Presentation mechanics
Demo Time [9] is a VS Code extension that scripts every step as a keypress — pre-define each file edit, terminal command, and highlight; execute with a single key. No typos, no forgotten flags, no context switch between slides and terminal. [10] Used at Microsoft Ignite and OpenAI DevDay. [11]
Configure the environment before going on stage:
- Light theme (dark terminals wash out on conference projectors)
- Terminal font size 28–32pt
- Block cursor (thin blinking cursors disappear at distance)

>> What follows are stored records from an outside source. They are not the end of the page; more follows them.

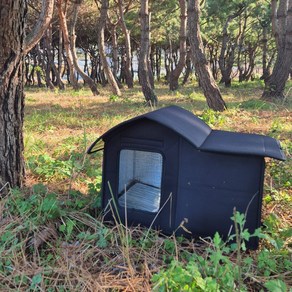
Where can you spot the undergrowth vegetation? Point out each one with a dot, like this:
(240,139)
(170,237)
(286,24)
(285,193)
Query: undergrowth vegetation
(52,234)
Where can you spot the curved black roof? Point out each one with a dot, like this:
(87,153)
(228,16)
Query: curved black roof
(199,134)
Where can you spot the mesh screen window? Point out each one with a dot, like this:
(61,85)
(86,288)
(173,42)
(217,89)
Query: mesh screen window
(140,174)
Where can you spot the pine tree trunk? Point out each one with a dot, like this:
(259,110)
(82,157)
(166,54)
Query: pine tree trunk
(12,35)
(275,85)
(84,76)
(106,67)
(128,60)
(144,66)
(174,74)
(207,82)
(69,57)
(48,43)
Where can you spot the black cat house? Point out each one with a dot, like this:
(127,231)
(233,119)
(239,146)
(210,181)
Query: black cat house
(167,166)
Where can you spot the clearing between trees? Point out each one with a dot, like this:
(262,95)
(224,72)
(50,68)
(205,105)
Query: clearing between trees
(51,232)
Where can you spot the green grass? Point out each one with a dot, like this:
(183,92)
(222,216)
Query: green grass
(52,237)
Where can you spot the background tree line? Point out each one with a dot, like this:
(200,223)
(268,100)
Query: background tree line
(167,40)
(240,40)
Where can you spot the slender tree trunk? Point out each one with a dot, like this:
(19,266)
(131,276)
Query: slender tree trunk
(188,67)
(128,60)
(43,22)
(84,76)
(174,74)
(106,67)
(207,82)
(69,57)
(50,57)
(227,55)
(11,93)
(158,62)
(144,74)
(266,72)
(275,85)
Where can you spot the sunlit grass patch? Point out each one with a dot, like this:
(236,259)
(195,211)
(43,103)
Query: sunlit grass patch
(78,251)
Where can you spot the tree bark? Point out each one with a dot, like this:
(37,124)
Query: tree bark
(174,74)
(51,63)
(106,67)
(12,35)
(69,57)
(207,82)
(128,59)
(42,24)
(84,76)
(144,74)
(227,55)
(275,84)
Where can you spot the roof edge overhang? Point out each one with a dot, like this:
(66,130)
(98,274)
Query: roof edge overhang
(201,136)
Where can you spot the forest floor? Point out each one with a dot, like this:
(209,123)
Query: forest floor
(52,236)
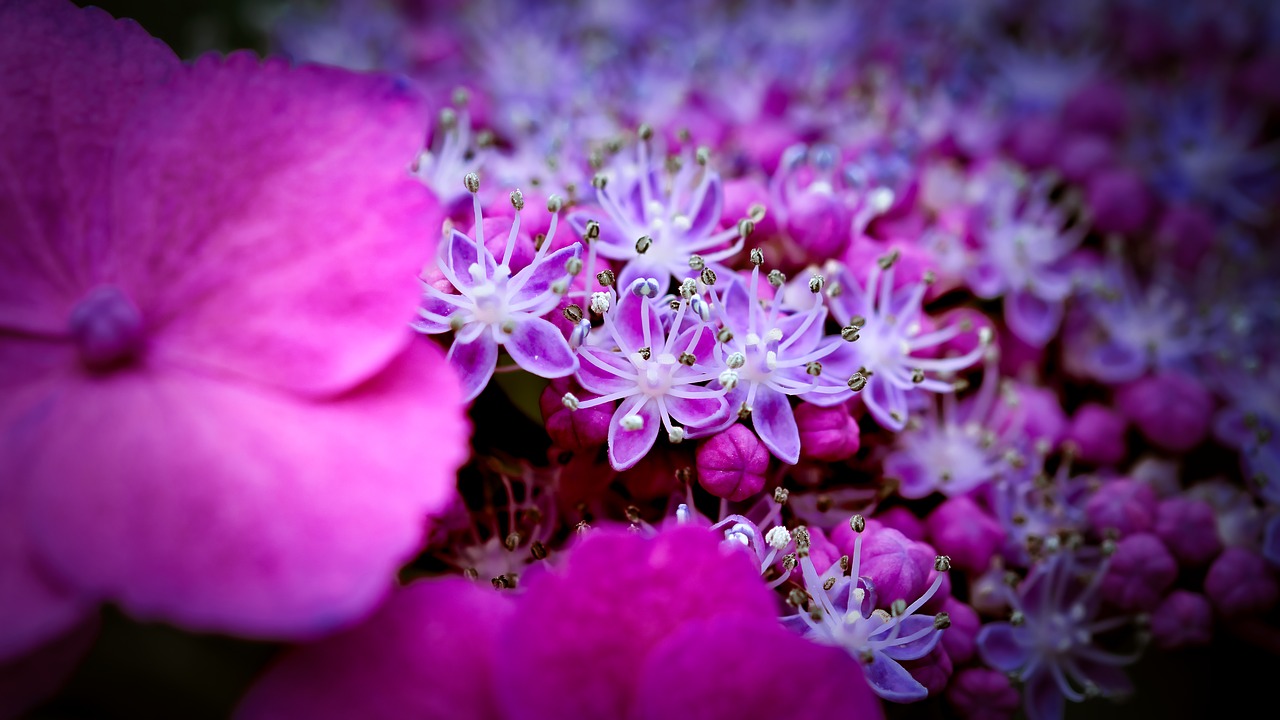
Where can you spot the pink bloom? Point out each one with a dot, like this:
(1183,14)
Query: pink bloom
(211,406)
(428,652)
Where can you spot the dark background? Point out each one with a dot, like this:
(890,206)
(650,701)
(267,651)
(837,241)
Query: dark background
(144,670)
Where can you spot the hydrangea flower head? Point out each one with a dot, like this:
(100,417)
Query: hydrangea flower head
(496,308)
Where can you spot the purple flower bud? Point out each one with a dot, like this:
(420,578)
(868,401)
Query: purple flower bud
(1119,200)
(1171,409)
(1185,233)
(1189,529)
(1141,572)
(904,522)
(1182,619)
(731,464)
(1098,434)
(965,532)
(1084,156)
(1034,141)
(828,434)
(899,566)
(961,638)
(1097,108)
(978,693)
(1240,583)
(574,429)
(1123,505)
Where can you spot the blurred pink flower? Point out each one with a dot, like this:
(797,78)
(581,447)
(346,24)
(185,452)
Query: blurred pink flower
(211,409)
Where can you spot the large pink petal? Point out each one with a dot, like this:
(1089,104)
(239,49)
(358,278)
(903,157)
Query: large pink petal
(233,507)
(266,223)
(69,78)
(428,652)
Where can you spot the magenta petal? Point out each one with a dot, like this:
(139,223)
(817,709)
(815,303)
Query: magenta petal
(1032,319)
(71,80)
(36,607)
(776,424)
(542,276)
(539,347)
(236,509)
(732,684)
(428,652)
(277,206)
(474,363)
(579,639)
(626,447)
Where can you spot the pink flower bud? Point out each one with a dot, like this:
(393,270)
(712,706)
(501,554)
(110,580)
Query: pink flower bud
(828,434)
(963,531)
(1182,619)
(574,429)
(1173,410)
(1189,529)
(1141,572)
(731,464)
(979,693)
(1240,583)
(1098,434)
(1123,505)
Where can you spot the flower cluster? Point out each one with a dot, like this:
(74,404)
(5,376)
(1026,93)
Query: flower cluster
(819,356)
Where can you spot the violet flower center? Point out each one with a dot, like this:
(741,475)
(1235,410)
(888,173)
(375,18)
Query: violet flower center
(106,328)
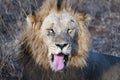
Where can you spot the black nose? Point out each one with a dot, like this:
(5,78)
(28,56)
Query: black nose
(61,46)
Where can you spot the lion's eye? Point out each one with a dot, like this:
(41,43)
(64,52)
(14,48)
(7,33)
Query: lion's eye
(51,32)
(69,31)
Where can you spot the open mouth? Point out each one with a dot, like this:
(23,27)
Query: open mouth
(59,61)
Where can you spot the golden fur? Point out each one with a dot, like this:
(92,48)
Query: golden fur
(34,51)
(82,65)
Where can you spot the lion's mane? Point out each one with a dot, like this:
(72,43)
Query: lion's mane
(33,50)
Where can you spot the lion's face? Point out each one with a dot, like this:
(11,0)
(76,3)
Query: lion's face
(60,32)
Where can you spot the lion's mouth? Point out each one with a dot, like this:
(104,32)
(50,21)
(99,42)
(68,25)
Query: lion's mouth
(59,61)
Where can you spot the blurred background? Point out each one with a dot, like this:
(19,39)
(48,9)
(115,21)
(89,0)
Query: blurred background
(104,28)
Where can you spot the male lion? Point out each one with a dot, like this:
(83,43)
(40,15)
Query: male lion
(55,46)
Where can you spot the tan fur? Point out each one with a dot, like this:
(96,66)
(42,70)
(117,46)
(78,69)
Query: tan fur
(34,49)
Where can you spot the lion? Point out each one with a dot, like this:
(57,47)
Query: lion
(56,46)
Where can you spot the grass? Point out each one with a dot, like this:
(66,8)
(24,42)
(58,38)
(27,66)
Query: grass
(104,27)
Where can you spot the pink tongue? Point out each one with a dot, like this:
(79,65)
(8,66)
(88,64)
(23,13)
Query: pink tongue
(58,62)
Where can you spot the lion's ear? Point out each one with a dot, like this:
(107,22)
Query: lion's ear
(85,18)
(31,19)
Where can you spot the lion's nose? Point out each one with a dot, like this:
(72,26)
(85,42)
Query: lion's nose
(61,46)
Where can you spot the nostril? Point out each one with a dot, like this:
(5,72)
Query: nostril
(61,45)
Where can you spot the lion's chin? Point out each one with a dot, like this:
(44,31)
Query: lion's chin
(59,61)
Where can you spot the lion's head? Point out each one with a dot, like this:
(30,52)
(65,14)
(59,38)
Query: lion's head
(56,37)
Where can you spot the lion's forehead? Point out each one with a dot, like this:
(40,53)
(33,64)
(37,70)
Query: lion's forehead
(58,19)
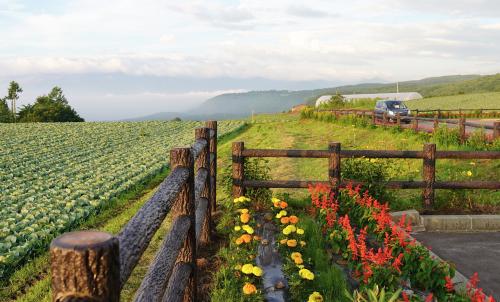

- Hide tabs, file tree, status bar
- Close all other terminal windows and browser tabs
Rehearse the full demo at least 10 times. Run it once on a clean machine with a fresh shell. Run it once with Wi-Fi disabled to confirm the cache path works. [8]
Time budget
| Segment | Time | Notes |
|---|---|---|
| Act 1: vibe check | 30 sec | Single curl, “looks fine” |
| Act 2: the edit | 20 sec | git diff, one-line change |
| Act 3: eval runs | 90 sec | Table populates, promptfoo view opens |
| Commentary/pause | 40 sec | “One rubric. Fourteen cases. Ship it?” |
| Total | ~3 min | Target for a 30-min talk |
Over-rehearse so you can cut Act 1 if you’re running long. Never cut Act 3 — the pass/fail table is the talk’s evidence.